El reconocido escritor israelí Amos Oz, al recibir en Alemania el premio Goethe a la literatura, recordó que en su infancia había jurado nunca pisar suelo alemán ni comprar producto alemán alguno, como reacción al horror que le causó el nazismo. Oz comentó que a lo único que no renunció fue a leer literatura alemana; al principio, sólo la de autores de preguerra y de críticos al nazismo; más adelante, la de novelistas y poetas alemanes de posguerra. «Me permitían imaginarme en su lugar», fue su explicación. Después de leer a esos autores y otros, «ya no pude limitarme a seguir odiando todo lo alemán del pasado, presente y futuro», concluyó Oz.
Su discurso me suscitó asociaciones con diversos conflictos sociales de origen ético que agobian a nuestra nación peruana, fragmentada e incomunicada. Conflictos basados en nuestro racismo, egoísmo, tendencias a la exclusión y especialmente en nuestra incapacidad de reconocernos como diferentes, pero comunicarnos como iguales, lo que nos dificulta articularnos como una nación que imagina un destino común y lucha por alcanzarlo. Los peruanos hacemos muy poco este ejercicio de imaginarnos en el lugar del otro, o simplemente imaginar al otro. Es decir, que el rico poseedor de tantos bienes imagine al pobre desposeído y mísero por falta de oportunidades, y que éste imagine a quien se enriqueció dignamente aprovechando las oportunidades a su alcance.

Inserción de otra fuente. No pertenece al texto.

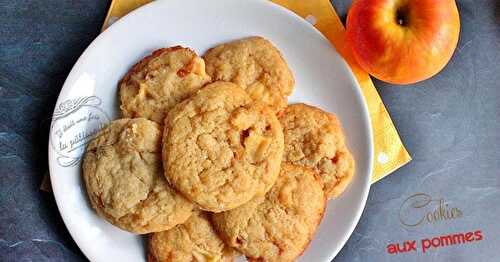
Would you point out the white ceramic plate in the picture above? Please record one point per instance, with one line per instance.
(88, 100)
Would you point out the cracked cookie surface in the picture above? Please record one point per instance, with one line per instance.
(279, 226)
(256, 65)
(220, 148)
(314, 138)
(159, 81)
(194, 240)
(123, 174)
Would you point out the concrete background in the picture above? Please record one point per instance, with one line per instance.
(450, 125)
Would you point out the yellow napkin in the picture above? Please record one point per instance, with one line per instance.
(390, 153)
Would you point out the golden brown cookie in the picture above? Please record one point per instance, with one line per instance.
(314, 138)
(279, 226)
(123, 173)
(160, 81)
(220, 148)
(256, 65)
(194, 240)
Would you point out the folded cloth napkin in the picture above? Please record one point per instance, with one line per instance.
(390, 153)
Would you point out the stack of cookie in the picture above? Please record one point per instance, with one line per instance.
(210, 161)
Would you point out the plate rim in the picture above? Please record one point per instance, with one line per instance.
(144, 9)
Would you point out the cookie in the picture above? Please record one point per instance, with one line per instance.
(256, 65)
(123, 174)
(220, 148)
(194, 240)
(279, 226)
(160, 81)
(314, 138)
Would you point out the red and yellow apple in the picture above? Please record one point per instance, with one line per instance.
(403, 41)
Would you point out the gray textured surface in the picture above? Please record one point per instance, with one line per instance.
(450, 124)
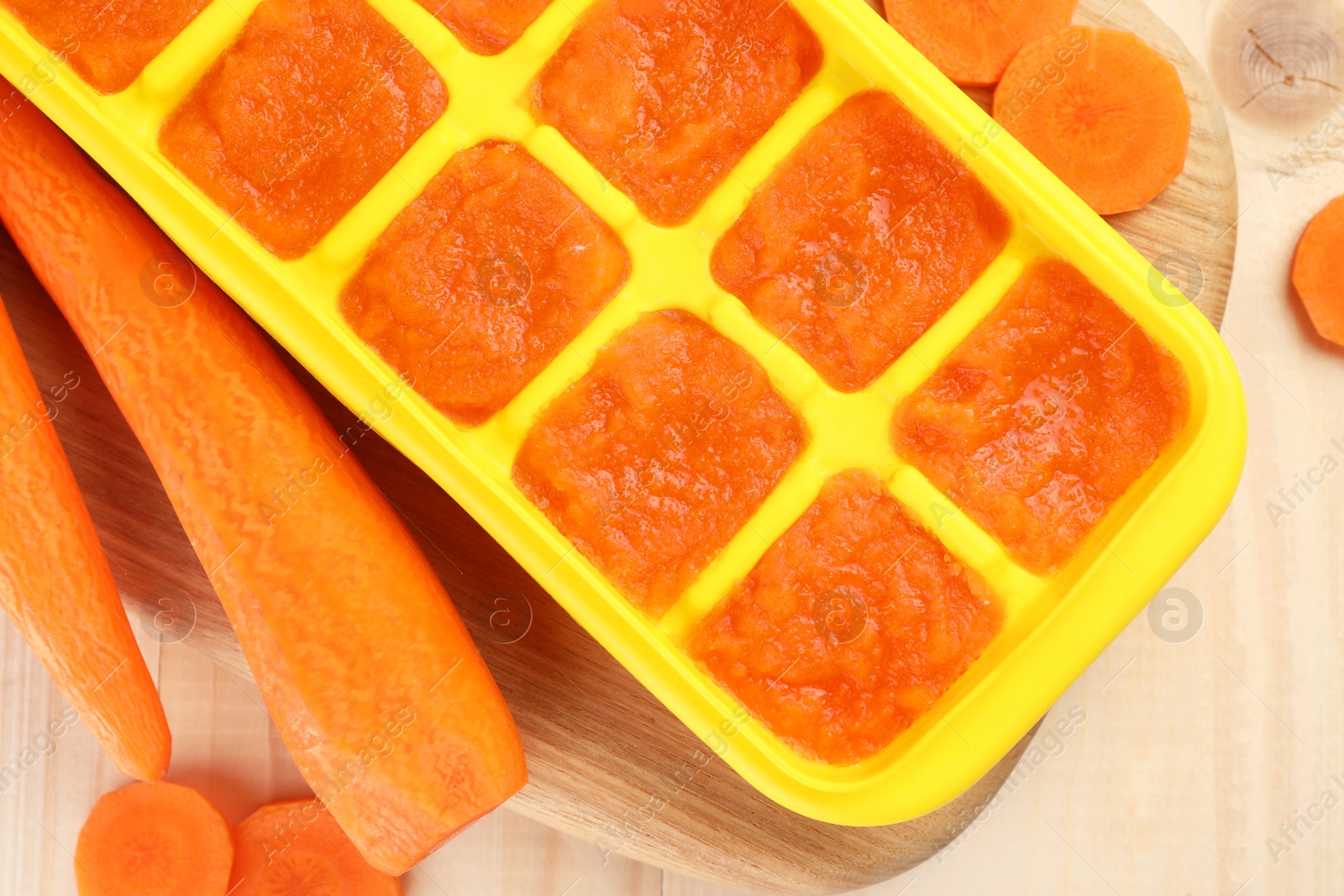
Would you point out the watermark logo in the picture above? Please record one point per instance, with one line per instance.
(168, 278)
(1175, 616)
(840, 280)
(510, 617)
(175, 617)
(840, 614)
(1176, 280)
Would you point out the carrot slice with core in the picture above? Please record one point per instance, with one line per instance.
(1102, 110)
(57, 586)
(296, 846)
(370, 674)
(1319, 271)
(974, 40)
(154, 839)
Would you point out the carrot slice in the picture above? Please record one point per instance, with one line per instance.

Que el campesino imagine al empresario minero que invierte y arriesga su capital y que éste imagine a los comuneros de su vecindad preocupados por el hambre, el agua y la contaminación. Que el funcionario público imagine el agobio y los pesares del ciudadano común que pide ser atendido y que éste imagine a los burócratas apremiados por falta de tiempo, exceso de trabajo y desalentadora remuneración. Y así… que todos los peruanos nos imaginemos unos a otros.
Las personas que a diario mueren, alejándose de nosotros, atestiguan que no se pueden llevar al más allá ni un gramo del poder o dinero acumulados. Sólo pueden llevarse consigo las huellas de generosidad que hayan grabado en su alma y el patrimonio de un nombre digno, honorable y querido que conmoverá a quienes se refieran a él. Imaginar qué legado esperamos dejarle a nuestros herederos y conocidos cuando nuestro cuerpo sea polvo quizá nos inspire a ser más sensibles y solidarios hoy con nuestro prójimo más sufrido.